A totally random note on the Greek Mythology Character Sisyphus (The guy who was cursed to roll the boulder up the hill forever only to have it roll back down)…
Something that often gets forgotten is that Sisyphus was happy. He found happiness in the process, rather than focusing on the outcome.
The journey over the destination and all that.
corn-ball idioms aside, this philosophy is the only way to not let this industry strip your soul.
We get to have meetings about whether or not the duck should have pants. We get to bill time against the fringe.
What we do is so meaningless that we can revel in the absurdity of it all.
And once you admit that, the work tends to get better as well.
TIME MAGAZINE: Welcome to the Unapologetic Era of Bad Taste
Related reading: Welcome to the post-sellout era (Fast Co)
I’m a long time defender of low brow. And I think I figured out why– Dave Trott talks about living and dead art. Dead art is art that requires you know about art in order to understand it. Art that builds on what came before, or that requires an art school education to appreciate.
Living art is functional and can be appreciated by the average Joe.
One other thing from that Trott interview I’ve been thinking about is the difference between talent and creativity. And I mean creativity in the de Bono lateral thinking sense.
“Welding a tractor to a Ferrari doesn’t create a vehicle that can dig at 200 mph.”
Choose your measurements: Define silly meaningful 𝙺𝙿𝙸s
I believe this wholeheartedly. My favorite I’ve pitched was measuring the success of a brand campaign by the cost of old branded merch on ebay.
We’re more concerned with being informed rather than well read.
—> as information has become infinite, we’ve shifted from valuing being well read to being informed
“God is an all-encompassing term for things we don’t understand. Under that definition, luck is the secular God.”

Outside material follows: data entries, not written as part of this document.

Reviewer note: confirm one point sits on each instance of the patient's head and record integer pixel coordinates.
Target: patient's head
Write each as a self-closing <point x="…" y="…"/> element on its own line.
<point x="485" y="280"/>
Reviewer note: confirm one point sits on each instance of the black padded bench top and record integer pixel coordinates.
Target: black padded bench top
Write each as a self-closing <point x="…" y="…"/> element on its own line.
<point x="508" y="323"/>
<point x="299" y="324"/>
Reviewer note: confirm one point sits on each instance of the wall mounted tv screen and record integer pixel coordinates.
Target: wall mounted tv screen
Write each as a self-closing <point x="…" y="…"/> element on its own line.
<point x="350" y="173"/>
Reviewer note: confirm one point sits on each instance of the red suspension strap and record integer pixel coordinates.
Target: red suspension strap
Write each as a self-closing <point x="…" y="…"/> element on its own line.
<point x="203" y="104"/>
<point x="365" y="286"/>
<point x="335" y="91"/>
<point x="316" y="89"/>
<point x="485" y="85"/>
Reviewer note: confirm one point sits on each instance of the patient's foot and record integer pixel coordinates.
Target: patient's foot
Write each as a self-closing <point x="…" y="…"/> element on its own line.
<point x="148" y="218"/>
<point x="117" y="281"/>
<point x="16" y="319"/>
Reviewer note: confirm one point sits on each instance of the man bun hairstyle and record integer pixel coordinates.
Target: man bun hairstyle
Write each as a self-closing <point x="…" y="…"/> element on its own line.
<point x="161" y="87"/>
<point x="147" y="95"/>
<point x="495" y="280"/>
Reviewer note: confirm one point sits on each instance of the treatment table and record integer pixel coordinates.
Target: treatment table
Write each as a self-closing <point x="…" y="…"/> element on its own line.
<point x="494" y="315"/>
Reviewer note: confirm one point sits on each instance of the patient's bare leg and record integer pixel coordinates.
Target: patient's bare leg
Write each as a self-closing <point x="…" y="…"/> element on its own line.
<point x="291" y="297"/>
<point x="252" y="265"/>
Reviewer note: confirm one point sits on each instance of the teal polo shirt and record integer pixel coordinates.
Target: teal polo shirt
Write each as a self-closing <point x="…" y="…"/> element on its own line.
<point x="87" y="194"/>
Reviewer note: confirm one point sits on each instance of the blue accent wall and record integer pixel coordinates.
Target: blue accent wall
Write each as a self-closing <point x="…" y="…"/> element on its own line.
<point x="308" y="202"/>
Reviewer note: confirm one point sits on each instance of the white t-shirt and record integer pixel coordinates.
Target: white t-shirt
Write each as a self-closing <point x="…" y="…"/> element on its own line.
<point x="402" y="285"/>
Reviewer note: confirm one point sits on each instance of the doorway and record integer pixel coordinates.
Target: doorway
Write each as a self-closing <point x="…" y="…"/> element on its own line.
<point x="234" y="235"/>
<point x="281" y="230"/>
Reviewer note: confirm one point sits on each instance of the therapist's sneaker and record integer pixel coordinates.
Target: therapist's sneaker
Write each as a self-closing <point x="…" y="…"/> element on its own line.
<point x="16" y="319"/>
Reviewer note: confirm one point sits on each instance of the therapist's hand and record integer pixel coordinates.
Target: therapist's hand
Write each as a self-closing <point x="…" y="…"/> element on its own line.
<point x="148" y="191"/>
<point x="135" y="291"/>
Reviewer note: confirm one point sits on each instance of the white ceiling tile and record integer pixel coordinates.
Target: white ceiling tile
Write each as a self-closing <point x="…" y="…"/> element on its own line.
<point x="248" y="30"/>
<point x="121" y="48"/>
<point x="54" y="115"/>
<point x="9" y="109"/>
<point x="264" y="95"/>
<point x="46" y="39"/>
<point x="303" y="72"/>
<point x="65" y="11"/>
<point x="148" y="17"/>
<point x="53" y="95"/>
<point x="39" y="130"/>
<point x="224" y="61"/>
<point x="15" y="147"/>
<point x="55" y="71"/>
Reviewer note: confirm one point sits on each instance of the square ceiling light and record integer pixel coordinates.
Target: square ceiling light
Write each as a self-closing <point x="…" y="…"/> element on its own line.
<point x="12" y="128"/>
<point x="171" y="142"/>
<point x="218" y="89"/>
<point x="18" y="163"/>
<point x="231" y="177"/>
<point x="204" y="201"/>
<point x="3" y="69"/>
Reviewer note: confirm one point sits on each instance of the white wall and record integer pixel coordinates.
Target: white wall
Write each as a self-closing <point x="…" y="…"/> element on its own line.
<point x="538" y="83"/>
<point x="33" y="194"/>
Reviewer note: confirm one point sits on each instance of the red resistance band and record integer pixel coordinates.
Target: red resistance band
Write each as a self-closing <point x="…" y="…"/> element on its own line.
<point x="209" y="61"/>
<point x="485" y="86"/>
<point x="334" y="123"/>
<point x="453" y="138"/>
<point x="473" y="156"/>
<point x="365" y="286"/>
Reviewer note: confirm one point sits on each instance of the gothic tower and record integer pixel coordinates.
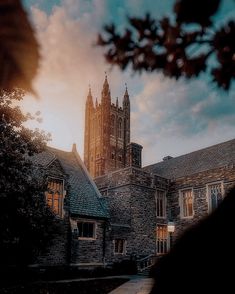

Wish I remember where I lifted this from, but it’s a cool perspective on religions role in the world. Everything has its Gods. And every God is place holder for the unknown. The question becomes what you do when the unknown is suddenly knowable.
That’s why heretics were almost always those trying to lift a veil.
“Once you have many people doing something, you have lots of competition and little differentiation. You, generally, never want to be part of a popular trend… So I think trends are often things to avoid. What I prefer over trends is a sense of mission. That you are working on a unique problem that people are not solving elsewhere.”